4. Microsoft isn’t really a Windows-driven company. And not just because PC sales have been declining for years. It’s more because Microsoft under Ballmer expanded into gaming and enterprise software markets. Under Nadella, these are becoming an even bigger part of the business. Enterprise offerings like server and storage software, cloud computing and consulting services made up 53% of revenue last quarter. Xbox made up 7%. Windows and Office were only 18%.

5. Microsoft has stopped worrying and learned to love open. Or at least it’s trying. Where Ballmer called the Linux open-source operating system a “malignant cancer,” Nadella proclaims, “Microsoft loves Linux.” All along, Nadella has said Microsoft needs to develop its own platform while playing well with others.
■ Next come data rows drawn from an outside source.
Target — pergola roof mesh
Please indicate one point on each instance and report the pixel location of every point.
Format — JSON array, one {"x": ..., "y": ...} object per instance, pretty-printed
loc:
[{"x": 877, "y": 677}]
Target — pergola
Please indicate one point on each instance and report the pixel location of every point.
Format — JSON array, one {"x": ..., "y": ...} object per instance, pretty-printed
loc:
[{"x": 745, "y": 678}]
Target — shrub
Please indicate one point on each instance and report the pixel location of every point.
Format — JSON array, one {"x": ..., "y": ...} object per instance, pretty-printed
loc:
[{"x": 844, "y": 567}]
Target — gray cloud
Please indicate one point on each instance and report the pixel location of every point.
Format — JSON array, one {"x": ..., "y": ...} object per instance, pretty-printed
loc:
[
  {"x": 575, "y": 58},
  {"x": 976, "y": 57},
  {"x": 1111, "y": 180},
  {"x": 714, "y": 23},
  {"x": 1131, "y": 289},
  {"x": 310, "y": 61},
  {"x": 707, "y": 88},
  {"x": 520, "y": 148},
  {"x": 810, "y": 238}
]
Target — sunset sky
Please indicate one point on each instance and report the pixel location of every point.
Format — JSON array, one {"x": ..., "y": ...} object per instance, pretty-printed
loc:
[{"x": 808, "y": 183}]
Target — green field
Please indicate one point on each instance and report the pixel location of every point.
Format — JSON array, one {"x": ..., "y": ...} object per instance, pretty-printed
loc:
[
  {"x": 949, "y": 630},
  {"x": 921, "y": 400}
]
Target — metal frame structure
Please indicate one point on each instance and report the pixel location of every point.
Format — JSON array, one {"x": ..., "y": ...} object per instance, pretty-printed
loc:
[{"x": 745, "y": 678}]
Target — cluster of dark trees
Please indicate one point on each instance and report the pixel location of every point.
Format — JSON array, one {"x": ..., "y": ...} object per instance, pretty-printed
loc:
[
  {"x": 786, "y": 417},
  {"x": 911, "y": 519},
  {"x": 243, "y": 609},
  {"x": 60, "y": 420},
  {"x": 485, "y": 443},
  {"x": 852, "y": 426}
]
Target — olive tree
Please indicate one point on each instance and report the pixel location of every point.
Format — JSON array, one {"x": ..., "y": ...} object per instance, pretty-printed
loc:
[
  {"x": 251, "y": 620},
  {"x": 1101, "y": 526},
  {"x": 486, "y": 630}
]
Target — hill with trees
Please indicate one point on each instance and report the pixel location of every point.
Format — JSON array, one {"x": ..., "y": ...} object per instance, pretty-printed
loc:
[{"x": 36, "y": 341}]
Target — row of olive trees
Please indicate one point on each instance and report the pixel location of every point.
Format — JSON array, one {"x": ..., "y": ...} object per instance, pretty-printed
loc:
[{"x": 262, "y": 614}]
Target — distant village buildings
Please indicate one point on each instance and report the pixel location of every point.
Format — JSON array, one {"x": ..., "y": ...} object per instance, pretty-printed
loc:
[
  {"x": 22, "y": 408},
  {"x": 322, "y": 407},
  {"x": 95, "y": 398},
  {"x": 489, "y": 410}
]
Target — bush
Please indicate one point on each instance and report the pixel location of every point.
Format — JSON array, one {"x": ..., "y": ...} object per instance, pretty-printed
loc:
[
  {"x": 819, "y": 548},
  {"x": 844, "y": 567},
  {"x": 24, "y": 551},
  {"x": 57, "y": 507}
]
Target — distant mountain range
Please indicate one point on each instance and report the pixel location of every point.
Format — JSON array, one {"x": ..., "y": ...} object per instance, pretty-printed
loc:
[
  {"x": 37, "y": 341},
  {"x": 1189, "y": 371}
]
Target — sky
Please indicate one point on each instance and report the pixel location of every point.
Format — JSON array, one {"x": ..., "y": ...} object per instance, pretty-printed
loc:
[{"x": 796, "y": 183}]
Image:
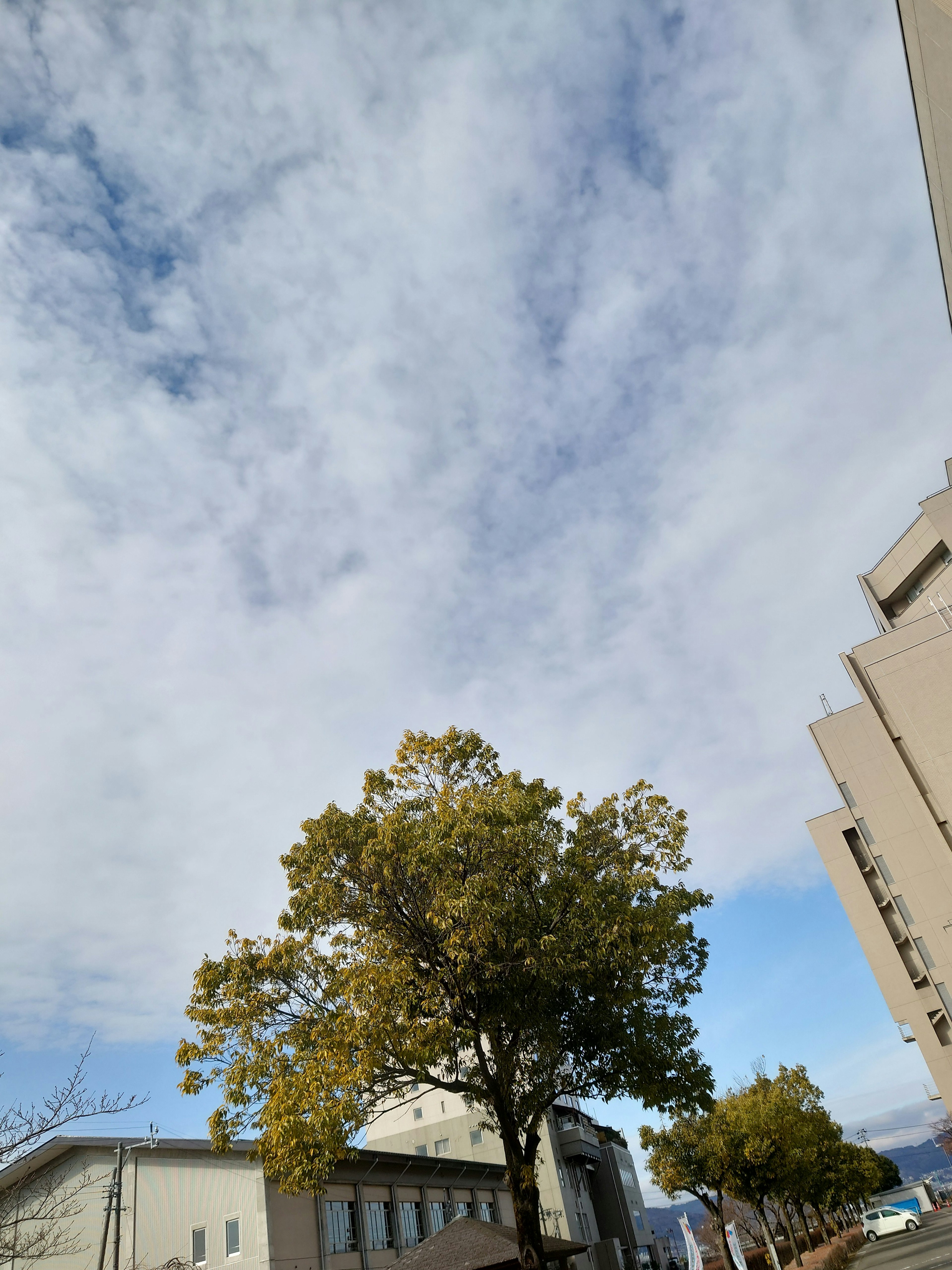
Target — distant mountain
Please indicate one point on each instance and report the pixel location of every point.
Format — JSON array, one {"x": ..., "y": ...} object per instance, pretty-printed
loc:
[
  {"x": 921, "y": 1161},
  {"x": 664, "y": 1220}
]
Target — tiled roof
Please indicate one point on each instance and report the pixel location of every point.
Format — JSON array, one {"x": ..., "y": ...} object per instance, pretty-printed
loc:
[{"x": 466, "y": 1244}]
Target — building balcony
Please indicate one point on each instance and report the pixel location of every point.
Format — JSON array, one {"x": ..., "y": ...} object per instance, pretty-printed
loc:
[{"x": 577, "y": 1141}]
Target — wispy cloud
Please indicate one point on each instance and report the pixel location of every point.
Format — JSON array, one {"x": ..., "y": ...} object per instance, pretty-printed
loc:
[{"x": 549, "y": 369}]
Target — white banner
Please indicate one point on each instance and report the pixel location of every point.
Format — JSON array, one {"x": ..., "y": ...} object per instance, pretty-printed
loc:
[
  {"x": 694, "y": 1250},
  {"x": 734, "y": 1245}
]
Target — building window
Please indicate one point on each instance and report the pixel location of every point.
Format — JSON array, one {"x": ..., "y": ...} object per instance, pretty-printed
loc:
[
  {"x": 885, "y": 870},
  {"x": 342, "y": 1225},
  {"x": 441, "y": 1215},
  {"x": 412, "y": 1222},
  {"x": 924, "y": 954},
  {"x": 199, "y": 1254},
  {"x": 847, "y": 794},
  {"x": 233, "y": 1241},
  {"x": 866, "y": 832},
  {"x": 904, "y": 910},
  {"x": 380, "y": 1231}
]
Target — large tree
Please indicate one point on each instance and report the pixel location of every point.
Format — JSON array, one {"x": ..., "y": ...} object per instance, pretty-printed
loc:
[
  {"x": 454, "y": 931},
  {"x": 695, "y": 1155}
]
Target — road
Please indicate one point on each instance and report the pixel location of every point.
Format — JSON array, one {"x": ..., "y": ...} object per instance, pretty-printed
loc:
[{"x": 927, "y": 1249}]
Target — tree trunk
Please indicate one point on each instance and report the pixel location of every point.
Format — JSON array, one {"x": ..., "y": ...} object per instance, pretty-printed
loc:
[
  {"x": 791, "y": 1236},
  {"x": 822, "y": 1220},
  {"x": 769, "y": 1238},
  {"x": 802, "y": 1215},
  {"x": 521, "y": 1178}
]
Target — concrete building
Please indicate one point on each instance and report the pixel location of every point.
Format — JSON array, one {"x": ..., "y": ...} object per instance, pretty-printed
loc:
[
  {"x": 889, "y": 848},
  {"x": 183, "y": 1202},
  {"x": 927, "y": 35},
  {"x": 588, "y": 1185}
]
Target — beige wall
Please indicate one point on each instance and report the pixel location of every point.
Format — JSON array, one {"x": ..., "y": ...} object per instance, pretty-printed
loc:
[
  {"x": 894, "y": 754},
  {"x": 927, "y": 32}
]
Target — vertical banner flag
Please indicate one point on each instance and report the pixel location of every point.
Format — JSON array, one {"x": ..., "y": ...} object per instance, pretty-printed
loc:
[
  {"x": 694, "y": 1251},
  {"x": 734, "y": 1245}
]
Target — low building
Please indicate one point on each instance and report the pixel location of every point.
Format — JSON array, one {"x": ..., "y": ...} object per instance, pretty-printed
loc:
[
  {"x": 588, "y": 1185},
  {"x": 904, "y": 1197},
  {"x": 181, "y": 1201}
]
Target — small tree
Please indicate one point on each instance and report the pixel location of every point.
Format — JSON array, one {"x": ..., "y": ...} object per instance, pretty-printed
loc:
[
  {"x": 889, "y": 1176},
  {"x": 452, "y": 931},
  {"x": 695, "y": 1155},
  {"x": 36, "y": 1209}
]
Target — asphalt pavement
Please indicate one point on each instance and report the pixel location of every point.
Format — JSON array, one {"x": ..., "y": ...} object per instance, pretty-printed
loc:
[{"x": 927, "y": 1249}]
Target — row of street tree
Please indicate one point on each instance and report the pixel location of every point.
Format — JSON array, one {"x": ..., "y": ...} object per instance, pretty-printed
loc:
[{"x": 772, "y": 1146}]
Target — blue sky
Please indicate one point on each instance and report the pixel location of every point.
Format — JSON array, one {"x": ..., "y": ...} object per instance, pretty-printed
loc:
[{"x": 548, "y": 369}]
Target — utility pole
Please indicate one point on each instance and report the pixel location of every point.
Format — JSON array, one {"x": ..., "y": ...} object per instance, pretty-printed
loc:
[
  {"x": 106, "y": 1224},
  {"x": 119, "y": 1206}
]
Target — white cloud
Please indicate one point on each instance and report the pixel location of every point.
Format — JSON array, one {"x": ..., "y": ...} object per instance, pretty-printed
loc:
[{"x": 545, "y": 369}]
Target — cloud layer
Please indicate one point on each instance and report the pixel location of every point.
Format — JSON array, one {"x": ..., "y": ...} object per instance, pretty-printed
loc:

Thefitness tracker Microsoft announced Thursday works with Windows as well as Android and iOS phones. Its Office programs work on those platforms too, even though that approach is leaving Microsoft vulnerable to upstarts.

6. It’s not exactly a growth company anymore. In the mid-90s, Microsoft’s revenue was growing by nearly 40% a year. It’s risen an average of 8.5% a year over the past two years, although that pace could increase this year under Nadella. Wall Street demands from Microsoft the kinds of hefty payouts older, slow-growth companies offer: Last year, Microsoft spent $4.9 billion on buybacks and $9.3 billion on dividends. Taken together, that’s more than Microsoft spend on R&D.

7. But it’s slowly gaining cachet among young geeks. A generation of software engineers grew up in the 80s and 90s loathing Microsoft – calling it evil, the Borg, or worse. But for those who came to know Microsoft not through Windows but the Xbox console and Halo franchise, the feelings range from indifferent to positive.

The $2.5 billion purchase of Mojang may or may not make Microsoft a cool brand. But it will wash away the hostility that the Microsoft brand inspired only a dozen years ago. Most kids who love Minecraft seem to think of Microsoft as a big corporation that won’t hurt and might even help Minecraft develop. That generational shift in sentiment may be the most dramatic evidence of how Microsoft has changed.